Sponsored by the Rutgers University Department of Mathematics and the
Center for Discrete Mathematics and Theoretical Computer Science (DIMACS)

Andrew Baxter, Rutgers University, baxter{at} math [dot] rutgers [dot] edu
Doron Zeilberger, Rutgers University, zeilberg {at} math [dot] rutgers [dot] edu

Title: Convergence conditions and simultaneous point estimates for Newton's method

Speaker: Prashant Batra, Hamburg Univ. of Tech. (Hamburg, Germany)

Date: Monday, June 9, 2008 5:00pm

Location: Hill Center, Room 705, Rutgers University, Busch Campus, Piscataway, NJ


The classical semi-local convergence conditions for Newton's method imply quadratic convergence. The essence of quadratic convergence may be captured in the property of starting points to be 'approximate zeros'. Certificates for approximate zeros were developed in the 1980's by Smale, Shub, Kim and others.

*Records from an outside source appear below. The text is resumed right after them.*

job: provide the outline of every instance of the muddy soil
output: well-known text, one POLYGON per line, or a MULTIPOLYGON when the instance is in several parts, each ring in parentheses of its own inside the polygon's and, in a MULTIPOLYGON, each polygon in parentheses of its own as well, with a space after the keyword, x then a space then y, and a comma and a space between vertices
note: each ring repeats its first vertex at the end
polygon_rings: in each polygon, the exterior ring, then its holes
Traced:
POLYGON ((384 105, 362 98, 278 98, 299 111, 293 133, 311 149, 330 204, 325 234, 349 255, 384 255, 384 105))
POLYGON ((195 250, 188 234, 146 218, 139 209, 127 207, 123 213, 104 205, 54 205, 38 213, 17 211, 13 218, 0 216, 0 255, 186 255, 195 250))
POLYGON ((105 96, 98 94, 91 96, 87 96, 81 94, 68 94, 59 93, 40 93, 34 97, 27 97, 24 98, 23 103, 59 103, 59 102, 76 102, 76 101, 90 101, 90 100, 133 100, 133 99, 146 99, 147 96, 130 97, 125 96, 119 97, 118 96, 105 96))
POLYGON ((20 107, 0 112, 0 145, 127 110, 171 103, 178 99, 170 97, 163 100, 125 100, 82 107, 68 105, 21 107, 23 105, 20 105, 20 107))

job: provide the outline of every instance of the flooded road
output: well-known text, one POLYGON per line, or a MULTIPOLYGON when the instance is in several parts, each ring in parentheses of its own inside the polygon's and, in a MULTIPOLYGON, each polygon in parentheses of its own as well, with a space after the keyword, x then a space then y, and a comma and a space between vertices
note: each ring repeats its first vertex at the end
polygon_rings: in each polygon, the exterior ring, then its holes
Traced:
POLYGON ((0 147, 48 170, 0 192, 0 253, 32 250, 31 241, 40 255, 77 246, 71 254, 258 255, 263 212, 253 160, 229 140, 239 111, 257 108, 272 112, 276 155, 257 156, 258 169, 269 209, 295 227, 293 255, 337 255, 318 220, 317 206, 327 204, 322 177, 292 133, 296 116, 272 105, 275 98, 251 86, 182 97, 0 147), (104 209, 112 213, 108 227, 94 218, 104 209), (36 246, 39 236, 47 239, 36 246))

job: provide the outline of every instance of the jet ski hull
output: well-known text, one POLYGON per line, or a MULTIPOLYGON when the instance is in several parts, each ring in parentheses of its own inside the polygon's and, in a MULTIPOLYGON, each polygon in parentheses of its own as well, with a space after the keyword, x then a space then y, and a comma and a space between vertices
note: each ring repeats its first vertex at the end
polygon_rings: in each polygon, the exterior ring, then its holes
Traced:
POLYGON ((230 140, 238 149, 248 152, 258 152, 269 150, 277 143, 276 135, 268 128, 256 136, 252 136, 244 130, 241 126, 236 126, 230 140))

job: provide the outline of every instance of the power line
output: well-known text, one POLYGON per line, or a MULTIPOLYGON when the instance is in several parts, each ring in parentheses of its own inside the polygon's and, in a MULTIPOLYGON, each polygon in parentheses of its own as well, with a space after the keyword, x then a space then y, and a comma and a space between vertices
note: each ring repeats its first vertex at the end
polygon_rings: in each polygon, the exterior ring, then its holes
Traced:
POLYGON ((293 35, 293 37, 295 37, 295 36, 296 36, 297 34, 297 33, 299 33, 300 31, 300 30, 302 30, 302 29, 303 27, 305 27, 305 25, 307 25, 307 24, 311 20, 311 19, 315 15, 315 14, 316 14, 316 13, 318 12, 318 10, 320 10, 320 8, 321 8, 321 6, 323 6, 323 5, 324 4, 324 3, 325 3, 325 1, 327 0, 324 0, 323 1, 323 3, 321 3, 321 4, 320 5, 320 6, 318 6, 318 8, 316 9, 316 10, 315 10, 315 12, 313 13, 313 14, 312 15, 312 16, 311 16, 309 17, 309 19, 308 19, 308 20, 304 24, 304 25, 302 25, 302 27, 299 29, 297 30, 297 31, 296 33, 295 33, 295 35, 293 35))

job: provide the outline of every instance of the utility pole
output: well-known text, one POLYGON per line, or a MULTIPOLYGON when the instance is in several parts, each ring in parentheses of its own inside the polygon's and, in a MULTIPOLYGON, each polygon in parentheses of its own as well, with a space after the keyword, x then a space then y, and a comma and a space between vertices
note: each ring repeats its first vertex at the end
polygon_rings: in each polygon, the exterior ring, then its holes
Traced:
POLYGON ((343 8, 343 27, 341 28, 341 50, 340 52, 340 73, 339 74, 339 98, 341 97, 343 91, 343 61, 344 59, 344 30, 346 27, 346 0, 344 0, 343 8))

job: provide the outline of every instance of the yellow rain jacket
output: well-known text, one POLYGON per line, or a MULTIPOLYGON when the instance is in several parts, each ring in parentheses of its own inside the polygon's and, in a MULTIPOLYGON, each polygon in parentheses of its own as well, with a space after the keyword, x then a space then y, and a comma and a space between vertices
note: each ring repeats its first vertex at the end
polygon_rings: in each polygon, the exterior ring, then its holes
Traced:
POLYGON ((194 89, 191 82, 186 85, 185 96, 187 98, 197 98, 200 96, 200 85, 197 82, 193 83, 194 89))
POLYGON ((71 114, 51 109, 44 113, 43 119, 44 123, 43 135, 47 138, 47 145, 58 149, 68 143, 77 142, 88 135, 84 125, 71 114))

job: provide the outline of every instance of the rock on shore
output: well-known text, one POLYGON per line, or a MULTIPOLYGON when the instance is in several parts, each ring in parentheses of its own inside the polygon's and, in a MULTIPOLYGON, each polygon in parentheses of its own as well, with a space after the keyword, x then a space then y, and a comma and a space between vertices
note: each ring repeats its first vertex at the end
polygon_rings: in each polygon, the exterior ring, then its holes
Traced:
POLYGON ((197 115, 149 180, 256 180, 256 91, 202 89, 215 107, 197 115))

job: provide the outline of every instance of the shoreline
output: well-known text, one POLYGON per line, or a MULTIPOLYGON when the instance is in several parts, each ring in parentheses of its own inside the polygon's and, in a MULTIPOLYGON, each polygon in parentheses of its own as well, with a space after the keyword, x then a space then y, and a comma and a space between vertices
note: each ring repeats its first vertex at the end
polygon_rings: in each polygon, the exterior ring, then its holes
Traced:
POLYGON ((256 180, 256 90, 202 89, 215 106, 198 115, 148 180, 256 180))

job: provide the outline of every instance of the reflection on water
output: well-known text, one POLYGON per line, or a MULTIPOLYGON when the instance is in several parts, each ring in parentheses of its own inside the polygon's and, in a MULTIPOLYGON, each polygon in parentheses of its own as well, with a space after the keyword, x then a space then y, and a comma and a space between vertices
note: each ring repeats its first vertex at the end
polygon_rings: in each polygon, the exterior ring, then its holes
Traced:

These certificates are known as point estimates using only function values at a single point. In the polynomial case, all quantities are effectively computable. This leads to a study of computable convergence methods for single as well as simultaneous iterations, like Newton's, Halley's, the Weierstrass-Durand-Kerner method as well as others.

We show that Newton's method may be used to approximate all zeros of a square-free polynomial simultaneously. Combining this with ideas of Weierstrass, we obtain a completely effective proof of the fundamental theorem of algebra. Our conditions for simultaneous convergence generalize to other iterative methods for polynomials.